"Nha Trang, Vietnam" is Andreas Gursky at his best. Lady workers weave straw baskets and chairs on the floor of a vast factory. Their scattered presence coheres into a color scheme. The repetitious bland orange of uniform shirts and the sameness of a thousand opaque black ponytails swell to distraction. Long ropes of dried grass scattered on the floor divert and direct the gaze. Looking at "Nha Trang," I have an overwhelming sense of synesthesia: here, I not only see straw, but sense its scratch. I feel as though the picture were constructed like an Anselm Kiefer, with paint and straw shellacked to woodcut and photographic print.
Instead, of course, it is one elegant surface, divided into bands of activity by the black lines of electric lights. These lines are disorienting: they slice through any weaver in their path. The light changes—falsely—in each section. Moreover, these bands flatten out the picture plane despite a space that seems egregiously deep, despite the picture’s violent perspective and the suck of the black columned back to this room.
There is nothing relaxing about this composition, despite its order and the regularity of the frame. Gursky’s horror vacuii prevails. This picture does not look correct at any smaller size. It owns and activates every inch of its nine and a half feet. It is a step forward for Gursky. It combines his superb organizational capacity and his urge towards abstraction with his culturally satisfying tendency to describe international worldviews. At the same time, it is messy, strange, and out of control.
That’s it. There’s nothing else to look at at Matthew Marks. This is Gursky’s first solo show in New York since his major mid-career retrospective at the Museum of Modern Art in 2001. This show is, of course, disappointing. The retrospective revealed all of Gursky’s evolution: over the years, his colors became more saturated, people became less and less the point, and the dimensions of his prints seemed to emphasize his interest in form. The monumental scale of certain prints made sense in the context of an oeuvre that also included smaller prints: size became a choice rather than a rule. When Gursky chose huge, he meant it. His photographs demanded to be considered individually, rather than in the default serial format so common to photography.
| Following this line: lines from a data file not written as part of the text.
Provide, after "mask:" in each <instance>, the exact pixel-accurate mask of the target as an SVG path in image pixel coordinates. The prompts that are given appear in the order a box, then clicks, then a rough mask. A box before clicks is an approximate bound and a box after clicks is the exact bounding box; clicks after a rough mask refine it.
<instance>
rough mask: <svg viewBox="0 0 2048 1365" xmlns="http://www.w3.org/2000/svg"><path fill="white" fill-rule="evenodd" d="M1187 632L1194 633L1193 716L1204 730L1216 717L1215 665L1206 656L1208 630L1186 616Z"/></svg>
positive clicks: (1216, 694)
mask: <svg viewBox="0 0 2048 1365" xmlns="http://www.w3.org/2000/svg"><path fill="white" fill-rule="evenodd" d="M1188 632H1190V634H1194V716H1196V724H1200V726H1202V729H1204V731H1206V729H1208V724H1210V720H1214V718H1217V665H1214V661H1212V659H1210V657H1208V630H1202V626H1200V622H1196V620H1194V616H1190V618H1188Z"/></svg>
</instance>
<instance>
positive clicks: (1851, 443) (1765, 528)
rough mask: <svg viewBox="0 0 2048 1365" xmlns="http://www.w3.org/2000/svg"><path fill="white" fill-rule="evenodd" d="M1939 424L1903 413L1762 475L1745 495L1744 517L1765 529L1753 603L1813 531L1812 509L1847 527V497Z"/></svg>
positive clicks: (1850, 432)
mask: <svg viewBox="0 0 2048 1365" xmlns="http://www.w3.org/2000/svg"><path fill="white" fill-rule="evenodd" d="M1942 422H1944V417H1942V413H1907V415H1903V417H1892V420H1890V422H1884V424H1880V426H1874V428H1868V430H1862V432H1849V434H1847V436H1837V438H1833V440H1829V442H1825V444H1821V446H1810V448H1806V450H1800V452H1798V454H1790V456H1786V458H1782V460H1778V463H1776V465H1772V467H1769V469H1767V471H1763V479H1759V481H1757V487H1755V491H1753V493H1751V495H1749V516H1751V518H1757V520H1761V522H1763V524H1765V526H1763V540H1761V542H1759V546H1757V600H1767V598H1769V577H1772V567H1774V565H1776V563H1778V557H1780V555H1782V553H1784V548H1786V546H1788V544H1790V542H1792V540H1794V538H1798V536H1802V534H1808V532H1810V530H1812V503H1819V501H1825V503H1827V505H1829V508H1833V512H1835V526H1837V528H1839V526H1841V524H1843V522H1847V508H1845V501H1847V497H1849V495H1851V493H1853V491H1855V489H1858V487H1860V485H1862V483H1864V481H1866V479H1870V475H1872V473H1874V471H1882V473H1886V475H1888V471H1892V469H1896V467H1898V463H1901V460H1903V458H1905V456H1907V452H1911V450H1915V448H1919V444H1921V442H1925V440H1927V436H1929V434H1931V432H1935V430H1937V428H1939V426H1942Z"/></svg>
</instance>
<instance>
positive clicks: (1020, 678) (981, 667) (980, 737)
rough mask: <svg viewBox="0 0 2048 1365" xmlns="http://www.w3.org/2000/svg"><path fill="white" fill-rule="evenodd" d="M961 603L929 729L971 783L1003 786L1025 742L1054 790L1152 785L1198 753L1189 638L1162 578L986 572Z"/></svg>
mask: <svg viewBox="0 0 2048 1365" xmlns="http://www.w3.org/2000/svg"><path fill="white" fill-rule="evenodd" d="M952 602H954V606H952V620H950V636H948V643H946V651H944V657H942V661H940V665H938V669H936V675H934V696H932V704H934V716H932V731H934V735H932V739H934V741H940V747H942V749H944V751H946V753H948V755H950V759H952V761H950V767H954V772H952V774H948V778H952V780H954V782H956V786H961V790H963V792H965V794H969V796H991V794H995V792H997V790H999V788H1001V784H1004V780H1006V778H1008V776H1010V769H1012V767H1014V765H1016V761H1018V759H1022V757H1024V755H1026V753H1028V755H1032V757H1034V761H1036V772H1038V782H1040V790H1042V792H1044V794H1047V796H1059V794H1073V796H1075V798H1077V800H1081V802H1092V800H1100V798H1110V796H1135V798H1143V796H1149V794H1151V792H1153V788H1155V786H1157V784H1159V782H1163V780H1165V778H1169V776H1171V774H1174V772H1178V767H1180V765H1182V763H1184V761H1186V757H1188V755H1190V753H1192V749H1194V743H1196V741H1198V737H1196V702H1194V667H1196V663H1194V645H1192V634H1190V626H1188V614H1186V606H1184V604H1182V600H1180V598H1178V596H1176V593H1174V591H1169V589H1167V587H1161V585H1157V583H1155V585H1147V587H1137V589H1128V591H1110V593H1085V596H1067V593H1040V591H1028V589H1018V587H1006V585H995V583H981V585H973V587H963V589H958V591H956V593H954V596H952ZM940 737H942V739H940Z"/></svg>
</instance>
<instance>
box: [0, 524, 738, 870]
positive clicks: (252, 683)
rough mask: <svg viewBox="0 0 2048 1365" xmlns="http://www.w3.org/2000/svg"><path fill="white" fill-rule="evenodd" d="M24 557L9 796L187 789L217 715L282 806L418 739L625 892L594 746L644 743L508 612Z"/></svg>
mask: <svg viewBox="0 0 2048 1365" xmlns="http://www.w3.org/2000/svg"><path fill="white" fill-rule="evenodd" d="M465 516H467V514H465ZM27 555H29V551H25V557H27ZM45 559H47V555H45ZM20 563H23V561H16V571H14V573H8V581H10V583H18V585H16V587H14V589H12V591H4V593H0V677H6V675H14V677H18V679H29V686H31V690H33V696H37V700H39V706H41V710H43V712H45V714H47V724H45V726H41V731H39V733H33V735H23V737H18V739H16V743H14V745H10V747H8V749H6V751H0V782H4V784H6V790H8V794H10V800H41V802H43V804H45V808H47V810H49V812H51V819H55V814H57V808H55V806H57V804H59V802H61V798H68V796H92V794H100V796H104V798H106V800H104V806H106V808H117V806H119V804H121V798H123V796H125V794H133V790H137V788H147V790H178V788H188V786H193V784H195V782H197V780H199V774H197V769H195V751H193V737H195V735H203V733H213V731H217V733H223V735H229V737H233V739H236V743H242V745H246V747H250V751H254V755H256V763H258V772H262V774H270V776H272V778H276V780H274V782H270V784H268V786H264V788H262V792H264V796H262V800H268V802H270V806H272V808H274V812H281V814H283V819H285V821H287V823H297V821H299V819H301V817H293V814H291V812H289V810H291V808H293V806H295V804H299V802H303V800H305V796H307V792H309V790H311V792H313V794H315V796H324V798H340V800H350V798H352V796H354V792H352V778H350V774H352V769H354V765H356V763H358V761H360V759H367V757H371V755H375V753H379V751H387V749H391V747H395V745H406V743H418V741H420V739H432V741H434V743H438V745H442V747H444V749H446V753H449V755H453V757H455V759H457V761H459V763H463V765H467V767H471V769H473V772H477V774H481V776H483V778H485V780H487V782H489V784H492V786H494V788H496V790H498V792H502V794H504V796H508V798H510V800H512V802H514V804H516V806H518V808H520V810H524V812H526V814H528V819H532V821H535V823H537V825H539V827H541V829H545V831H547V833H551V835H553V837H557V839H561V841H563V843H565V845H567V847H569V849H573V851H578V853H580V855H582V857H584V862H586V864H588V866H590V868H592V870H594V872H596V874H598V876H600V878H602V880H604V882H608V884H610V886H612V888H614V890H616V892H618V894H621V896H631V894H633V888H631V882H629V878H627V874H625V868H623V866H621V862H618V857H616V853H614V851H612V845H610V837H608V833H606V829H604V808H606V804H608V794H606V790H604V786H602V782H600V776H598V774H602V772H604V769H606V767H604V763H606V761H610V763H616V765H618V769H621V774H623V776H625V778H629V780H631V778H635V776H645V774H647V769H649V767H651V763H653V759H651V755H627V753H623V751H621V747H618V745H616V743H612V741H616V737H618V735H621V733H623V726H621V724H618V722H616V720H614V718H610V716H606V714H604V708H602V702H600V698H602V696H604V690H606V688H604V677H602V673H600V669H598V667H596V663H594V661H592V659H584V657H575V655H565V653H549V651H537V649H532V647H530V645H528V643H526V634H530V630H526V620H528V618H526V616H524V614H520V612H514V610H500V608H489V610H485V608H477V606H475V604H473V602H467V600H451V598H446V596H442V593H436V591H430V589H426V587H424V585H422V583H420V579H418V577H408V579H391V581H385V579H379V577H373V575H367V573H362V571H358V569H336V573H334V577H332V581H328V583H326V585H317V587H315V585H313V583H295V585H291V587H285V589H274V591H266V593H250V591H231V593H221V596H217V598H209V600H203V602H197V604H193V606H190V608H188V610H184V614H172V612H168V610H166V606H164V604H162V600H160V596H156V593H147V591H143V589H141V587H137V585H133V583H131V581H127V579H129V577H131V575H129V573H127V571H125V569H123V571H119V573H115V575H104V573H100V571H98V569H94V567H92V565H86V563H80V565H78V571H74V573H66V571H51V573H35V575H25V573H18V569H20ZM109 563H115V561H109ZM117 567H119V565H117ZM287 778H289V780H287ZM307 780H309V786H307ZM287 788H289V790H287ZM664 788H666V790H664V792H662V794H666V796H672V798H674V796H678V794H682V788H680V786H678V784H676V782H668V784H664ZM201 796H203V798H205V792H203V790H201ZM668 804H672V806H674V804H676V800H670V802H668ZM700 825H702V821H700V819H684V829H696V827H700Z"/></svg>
The pictures he shows at Matthew Marks seem like the gleanings of the last eight years. They are all over nine feet long, and that works to the detriment of some. "Dusselstrand" (1997), for example, is better online than in person: the print is too large to apprehend the diagonal underbelly of the horizontal stripes or its mesmerizing shifts in tone. "Rimini" (2003) shows infinite rows of beach umbrellas, grouped systematically by color. It is an ironic description of recreational space and a pleasant picture, but ridiculous at this size. "Stateville, Illinois" (2002) is a beautiful, eerie photograph of the inside of a prison, but its composition so precisely mirrors that of "Library," from 1999, that I wonder what it really contributes to Gursky’s process. In fact, the heavy white swell of "Library’s" ceiling and its extended length offer more formal enticements than "Stateville, Illinois," which boasts only certain details: the colors of uniforms through muddy glass, faces warped by the curve of the frame.
The only picture in this show that seems to offer some new structure is "PCF, Paris" (2003). It is constructed like a weave: small panels in a gray scale overlap to make both a checkerboard and a grand wheel of lights and darks. This picture is a pattern, first and last. Looking harder doesn’t make you think about what it is; it makes you see the relationships between the parts, which in effect, is what all great Gurskys do.